Living with cancer can be overwhelming. Patients often make decisions about their care while fatigued, nauseous, and in pain. They and their families may experience a range of feelings, including anger, fear, anxiety, powerlessness, and despair. They may struggle to cope with the diagnosis and the changes it entails—to body image and self-esteem, to their role within the family or at work. Yet, when they need it most, patients frequently don't have access to the information, resources, and personal guidance that could help them make informed decisions. They are treated by a multitude of health care providers but often lack the consistent assistance of just one.
In 1997 the Minister of Health and Social Services of Quebec, Canada, established a committee to study the needs of cancer patients and their families, and the ways in which these could best be addressed. When it was discovered that many patients lacked access to palliative care and support throughout their illnesses, the health ministry decided that each of the province's oncology and palliative care units should have at least one dedicated nurse—known as an "infirmière pivot en oncologie" (in English, a "pivot" or "navigator" oncology nurse)—to assist patients who've been diagnosed with cancer throughout their illnesses.

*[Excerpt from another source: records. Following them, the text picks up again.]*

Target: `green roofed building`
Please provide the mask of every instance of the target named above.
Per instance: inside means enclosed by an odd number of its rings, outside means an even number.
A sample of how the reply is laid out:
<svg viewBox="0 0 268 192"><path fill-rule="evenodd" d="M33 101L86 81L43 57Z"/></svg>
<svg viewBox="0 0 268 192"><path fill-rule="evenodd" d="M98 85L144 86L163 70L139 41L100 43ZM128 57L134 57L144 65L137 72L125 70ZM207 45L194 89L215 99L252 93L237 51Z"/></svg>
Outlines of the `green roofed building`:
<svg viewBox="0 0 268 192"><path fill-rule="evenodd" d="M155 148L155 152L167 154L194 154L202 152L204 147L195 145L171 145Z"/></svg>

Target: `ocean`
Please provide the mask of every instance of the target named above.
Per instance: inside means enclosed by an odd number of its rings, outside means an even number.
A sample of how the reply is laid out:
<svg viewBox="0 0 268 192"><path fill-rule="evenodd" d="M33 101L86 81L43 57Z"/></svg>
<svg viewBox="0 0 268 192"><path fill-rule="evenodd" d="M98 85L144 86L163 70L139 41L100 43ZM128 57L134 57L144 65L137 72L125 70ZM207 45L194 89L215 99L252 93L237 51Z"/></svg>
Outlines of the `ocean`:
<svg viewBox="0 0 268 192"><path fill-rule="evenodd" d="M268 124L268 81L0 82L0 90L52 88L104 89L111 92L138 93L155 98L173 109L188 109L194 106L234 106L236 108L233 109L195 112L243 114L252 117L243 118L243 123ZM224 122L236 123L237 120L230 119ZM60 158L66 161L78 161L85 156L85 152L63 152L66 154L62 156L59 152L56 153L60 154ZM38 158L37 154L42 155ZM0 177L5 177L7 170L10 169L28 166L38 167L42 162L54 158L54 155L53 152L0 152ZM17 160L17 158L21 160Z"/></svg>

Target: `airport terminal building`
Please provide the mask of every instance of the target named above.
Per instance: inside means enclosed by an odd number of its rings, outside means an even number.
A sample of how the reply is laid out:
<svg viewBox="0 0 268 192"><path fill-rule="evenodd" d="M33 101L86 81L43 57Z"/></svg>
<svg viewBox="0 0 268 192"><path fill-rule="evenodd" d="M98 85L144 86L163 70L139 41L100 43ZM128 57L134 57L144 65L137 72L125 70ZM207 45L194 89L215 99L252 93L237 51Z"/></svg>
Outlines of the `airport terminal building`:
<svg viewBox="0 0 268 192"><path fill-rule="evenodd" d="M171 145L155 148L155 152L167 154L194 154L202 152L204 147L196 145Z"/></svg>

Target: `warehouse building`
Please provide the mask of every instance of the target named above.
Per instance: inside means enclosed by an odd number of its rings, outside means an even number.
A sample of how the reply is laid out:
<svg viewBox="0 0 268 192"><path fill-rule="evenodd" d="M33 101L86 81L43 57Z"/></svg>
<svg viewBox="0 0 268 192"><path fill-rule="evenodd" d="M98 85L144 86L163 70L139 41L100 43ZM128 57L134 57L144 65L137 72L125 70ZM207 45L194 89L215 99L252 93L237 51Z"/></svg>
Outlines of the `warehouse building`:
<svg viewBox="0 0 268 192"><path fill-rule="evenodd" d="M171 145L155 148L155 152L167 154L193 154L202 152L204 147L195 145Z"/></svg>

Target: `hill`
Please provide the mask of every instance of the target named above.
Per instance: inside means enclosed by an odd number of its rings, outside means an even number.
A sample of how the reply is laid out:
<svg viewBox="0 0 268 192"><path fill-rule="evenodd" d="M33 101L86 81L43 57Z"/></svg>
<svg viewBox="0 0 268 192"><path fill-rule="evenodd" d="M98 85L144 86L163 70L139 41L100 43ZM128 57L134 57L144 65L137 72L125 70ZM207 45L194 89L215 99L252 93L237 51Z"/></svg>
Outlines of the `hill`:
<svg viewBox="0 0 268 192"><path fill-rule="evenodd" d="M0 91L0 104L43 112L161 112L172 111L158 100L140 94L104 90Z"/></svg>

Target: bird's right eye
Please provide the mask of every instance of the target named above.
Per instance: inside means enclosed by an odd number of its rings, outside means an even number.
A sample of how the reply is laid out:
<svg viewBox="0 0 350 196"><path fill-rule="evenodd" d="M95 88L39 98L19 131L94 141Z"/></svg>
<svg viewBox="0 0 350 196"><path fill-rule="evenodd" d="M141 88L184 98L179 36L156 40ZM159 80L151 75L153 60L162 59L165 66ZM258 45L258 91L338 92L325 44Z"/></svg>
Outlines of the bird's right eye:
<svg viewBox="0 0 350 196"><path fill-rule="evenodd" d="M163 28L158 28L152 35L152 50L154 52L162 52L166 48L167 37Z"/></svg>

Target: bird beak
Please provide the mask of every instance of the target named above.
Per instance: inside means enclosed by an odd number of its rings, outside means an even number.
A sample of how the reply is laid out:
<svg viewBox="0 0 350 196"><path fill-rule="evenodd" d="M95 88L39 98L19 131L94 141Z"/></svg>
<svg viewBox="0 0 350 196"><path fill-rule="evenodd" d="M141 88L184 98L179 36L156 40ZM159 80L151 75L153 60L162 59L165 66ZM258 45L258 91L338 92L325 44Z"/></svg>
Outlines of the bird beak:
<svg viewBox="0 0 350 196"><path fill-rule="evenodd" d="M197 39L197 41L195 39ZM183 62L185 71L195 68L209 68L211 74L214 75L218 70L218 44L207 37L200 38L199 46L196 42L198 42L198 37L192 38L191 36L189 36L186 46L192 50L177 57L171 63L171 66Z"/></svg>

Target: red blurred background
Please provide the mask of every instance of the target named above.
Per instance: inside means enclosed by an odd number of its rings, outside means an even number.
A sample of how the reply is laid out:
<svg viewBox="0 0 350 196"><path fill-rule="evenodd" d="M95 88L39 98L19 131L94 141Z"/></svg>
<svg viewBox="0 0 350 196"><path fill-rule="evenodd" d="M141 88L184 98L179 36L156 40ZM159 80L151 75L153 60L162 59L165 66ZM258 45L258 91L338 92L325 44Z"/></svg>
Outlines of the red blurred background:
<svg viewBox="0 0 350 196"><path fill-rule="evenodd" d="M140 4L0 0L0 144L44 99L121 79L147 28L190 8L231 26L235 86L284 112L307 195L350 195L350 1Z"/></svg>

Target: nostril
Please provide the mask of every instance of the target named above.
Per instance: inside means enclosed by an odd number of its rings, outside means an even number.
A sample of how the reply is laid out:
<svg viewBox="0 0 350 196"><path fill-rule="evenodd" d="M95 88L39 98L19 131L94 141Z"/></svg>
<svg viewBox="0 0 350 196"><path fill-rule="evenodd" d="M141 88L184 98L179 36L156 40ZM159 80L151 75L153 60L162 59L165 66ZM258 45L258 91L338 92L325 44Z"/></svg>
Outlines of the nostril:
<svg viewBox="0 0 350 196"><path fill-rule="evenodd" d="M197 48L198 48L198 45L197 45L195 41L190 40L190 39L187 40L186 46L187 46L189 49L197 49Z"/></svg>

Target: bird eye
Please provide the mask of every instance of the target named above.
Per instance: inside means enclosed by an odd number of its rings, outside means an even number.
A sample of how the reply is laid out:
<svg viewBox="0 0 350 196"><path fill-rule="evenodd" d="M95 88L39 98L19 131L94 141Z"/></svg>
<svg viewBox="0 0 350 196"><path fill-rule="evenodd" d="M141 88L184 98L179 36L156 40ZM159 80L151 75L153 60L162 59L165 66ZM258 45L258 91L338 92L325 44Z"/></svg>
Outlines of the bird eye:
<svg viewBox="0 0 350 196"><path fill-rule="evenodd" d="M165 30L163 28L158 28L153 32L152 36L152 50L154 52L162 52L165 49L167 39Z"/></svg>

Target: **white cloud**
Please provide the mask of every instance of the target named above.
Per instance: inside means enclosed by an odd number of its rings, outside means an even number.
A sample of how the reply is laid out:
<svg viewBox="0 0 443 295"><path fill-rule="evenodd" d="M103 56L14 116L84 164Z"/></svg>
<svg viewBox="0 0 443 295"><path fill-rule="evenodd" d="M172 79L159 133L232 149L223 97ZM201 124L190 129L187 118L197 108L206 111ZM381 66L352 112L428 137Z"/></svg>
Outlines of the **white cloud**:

The pivot nurse—who must hold a baccalaureate in nursing and have a minimum of two years of oncology experience—is a constant companion to the patient with cancer, assessing her or his physical needs, managing symptoms, and providing information about the disease, its treatment options, and resources and services available within the hospital and community. Pivot nurses offer emotional support—listening to concerns and providing referrals to psychologists, cancer support groups, and spiritual advisors—and coordinate care between the patient and multidisciplinary team members.
Unlike other oncology nurses, who see patients when they visit the hospital or clinic, the pivot nurse is in continual contact, performing assessments both in person and over the phone, and coordinating the patient's care outside of the hospital. When I was a pivot nurse, I often worked with nurses in community clinics, for example, by providing vital information about patients—if a port needed to be flushed, if filgrastim (Neupogen) was required following chemotherapy—and receiving updates about their health status, which I'd then share with the rest of the care team.
A similar nursing role in the United States grew out of the Patient Navigator Program at Harlem Hospital Center in New York City in the 1990s, in which volunteers—often cancer survivors—assisted patients in obtaining timely screening, diagnosis, and treatment. Although an increasing number of U.S. oncology units and hospitals now employ "nurse navigators"—RNs who may have specialized in oncology—to provide clinical, educational, and emotional assistance to patients with cancer, their presence varies by institution. In much of the world outside of Quebec, the presence of a nurse navigator or pivot nurse isn't guaranteed.
And yet it should be. Patients have told me that they feel better cared for and supported because they have access to one nurse who's assessed and coordinated their care throughout their illness. Lise Fillion, PhD, RN, has found that the presence of Quebec's oncology pivot nurses improved patients' sense of quality of life and satisfaction with their care, according to results she presented at a conference in Vancouver, British Columbia, in 2005 (see http://bit.ly/9elHiC).
All patients with cancer should have access to a pivot nurse or nurse navigator within a week of diagnosis, ensuring they have a constant companion, a source of information, and an attentive listener throughout the trajectory of their illnesses. It's my hope that pivot nurses or nurse navigators will soon be found on every oncology unit and that their care will someday extend to patients with other chronic or life-threatening conditions.